Hello all, I'm a maintenance supervisor for elevators and escalators in a metropolitan transit system on the east coast. It's a civil service position and while it does not pay as much as the outside unions, it does have benefits such as amazing time off / vacation and medical, and steady work. The pay has come up in recent years though.

I'm on the job 15 years, I've done a few different types of jobs, and I have seen many changes for the worse, I want to know if any of you see the same thing. I was under the assumption that as elevator/escalator mechanics we don't get paid for what we do, we get paid for what we know. But the management I've experienced of late has a different mindset. They don't want anyone to have an "easy day" they want you to sweat and bleed from the time you punch in until you punch out.

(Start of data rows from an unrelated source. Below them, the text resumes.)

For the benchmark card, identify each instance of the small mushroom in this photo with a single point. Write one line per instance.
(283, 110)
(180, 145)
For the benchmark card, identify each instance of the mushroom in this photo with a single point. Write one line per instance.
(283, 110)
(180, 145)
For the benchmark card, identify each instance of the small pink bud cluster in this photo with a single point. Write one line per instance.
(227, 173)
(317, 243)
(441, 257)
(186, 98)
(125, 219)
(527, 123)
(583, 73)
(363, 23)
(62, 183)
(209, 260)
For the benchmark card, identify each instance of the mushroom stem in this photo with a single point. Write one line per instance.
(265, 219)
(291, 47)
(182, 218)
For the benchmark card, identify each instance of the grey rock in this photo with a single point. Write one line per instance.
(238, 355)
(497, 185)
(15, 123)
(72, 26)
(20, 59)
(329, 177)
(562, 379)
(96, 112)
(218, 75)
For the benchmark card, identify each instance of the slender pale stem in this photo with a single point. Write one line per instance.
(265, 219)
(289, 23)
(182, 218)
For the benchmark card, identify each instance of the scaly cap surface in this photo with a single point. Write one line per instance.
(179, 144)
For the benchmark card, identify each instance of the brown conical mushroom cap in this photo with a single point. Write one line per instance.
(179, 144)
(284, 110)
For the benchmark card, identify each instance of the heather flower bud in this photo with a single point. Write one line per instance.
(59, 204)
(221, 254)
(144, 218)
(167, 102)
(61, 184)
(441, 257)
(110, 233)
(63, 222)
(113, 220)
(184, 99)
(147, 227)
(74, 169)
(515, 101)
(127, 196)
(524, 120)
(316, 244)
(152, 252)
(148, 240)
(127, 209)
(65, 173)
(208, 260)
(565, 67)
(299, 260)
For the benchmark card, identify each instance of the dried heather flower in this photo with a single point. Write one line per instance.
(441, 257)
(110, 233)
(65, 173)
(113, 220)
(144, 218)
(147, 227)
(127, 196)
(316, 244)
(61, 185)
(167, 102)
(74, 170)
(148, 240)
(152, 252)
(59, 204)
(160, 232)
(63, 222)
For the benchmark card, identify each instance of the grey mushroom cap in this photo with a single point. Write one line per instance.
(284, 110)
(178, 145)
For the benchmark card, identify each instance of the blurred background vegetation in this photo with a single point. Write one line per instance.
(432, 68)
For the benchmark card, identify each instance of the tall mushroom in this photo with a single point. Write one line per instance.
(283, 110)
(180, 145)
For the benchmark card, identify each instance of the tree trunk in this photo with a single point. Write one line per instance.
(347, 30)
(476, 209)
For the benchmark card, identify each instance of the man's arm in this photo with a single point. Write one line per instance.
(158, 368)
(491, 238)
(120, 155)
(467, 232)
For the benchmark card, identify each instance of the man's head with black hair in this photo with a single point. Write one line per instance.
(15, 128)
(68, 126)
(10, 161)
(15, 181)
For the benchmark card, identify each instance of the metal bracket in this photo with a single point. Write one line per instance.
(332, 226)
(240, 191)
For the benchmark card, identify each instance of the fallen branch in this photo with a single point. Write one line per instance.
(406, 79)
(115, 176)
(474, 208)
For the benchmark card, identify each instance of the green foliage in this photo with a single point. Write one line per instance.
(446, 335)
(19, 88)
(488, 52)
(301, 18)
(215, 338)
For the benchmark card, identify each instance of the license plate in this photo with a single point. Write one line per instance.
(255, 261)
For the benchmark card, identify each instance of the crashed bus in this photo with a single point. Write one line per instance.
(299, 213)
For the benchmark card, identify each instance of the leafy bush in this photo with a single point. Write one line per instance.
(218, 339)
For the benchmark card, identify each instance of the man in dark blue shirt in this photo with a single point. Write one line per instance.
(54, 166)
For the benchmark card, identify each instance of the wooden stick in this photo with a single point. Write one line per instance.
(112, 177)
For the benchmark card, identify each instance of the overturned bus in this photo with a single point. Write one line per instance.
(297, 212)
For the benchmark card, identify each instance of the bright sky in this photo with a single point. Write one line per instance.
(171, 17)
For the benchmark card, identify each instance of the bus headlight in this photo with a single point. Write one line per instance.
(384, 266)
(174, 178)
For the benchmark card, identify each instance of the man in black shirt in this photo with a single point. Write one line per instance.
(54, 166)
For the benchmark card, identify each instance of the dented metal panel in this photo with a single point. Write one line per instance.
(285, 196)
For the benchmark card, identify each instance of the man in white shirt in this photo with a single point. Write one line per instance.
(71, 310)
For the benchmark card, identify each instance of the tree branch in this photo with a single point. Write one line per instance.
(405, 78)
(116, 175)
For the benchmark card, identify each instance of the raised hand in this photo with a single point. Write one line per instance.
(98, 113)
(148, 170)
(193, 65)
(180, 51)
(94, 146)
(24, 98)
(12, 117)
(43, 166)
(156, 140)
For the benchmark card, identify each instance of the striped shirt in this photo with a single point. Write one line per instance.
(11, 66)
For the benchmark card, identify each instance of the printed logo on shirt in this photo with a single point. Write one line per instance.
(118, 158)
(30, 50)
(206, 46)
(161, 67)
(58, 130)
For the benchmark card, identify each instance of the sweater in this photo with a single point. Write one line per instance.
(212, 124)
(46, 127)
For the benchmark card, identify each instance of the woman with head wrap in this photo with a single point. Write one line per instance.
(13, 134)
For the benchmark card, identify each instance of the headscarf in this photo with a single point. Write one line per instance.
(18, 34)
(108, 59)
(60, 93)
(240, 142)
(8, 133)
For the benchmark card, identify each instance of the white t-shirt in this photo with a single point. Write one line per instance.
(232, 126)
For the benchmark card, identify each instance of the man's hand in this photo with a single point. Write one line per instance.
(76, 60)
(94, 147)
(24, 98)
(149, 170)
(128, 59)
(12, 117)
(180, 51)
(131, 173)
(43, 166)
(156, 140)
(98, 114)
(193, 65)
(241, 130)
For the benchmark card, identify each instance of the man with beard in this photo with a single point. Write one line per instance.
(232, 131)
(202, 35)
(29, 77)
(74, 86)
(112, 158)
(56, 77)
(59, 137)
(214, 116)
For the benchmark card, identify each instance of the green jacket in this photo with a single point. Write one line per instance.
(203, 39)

It is a dangerous craft we are in, we aren't digging ditches we are maintaining and troubleshooting, running ropes, or step chain, and pulling steps, riding on top of cars, adjusting doors, going into elevator pits with HIV needles, just to name a few, not to mention working in a dangerous city where the local clientele abuses the machines. The management I have now, with some of the questions I get on a daily basis about my team's performance, you could do nothing but assume they've never done the job as a mechanic.

I know there's a lot of bosses out there that never did the jobs they are managing, but we can't afford to have that in this craft.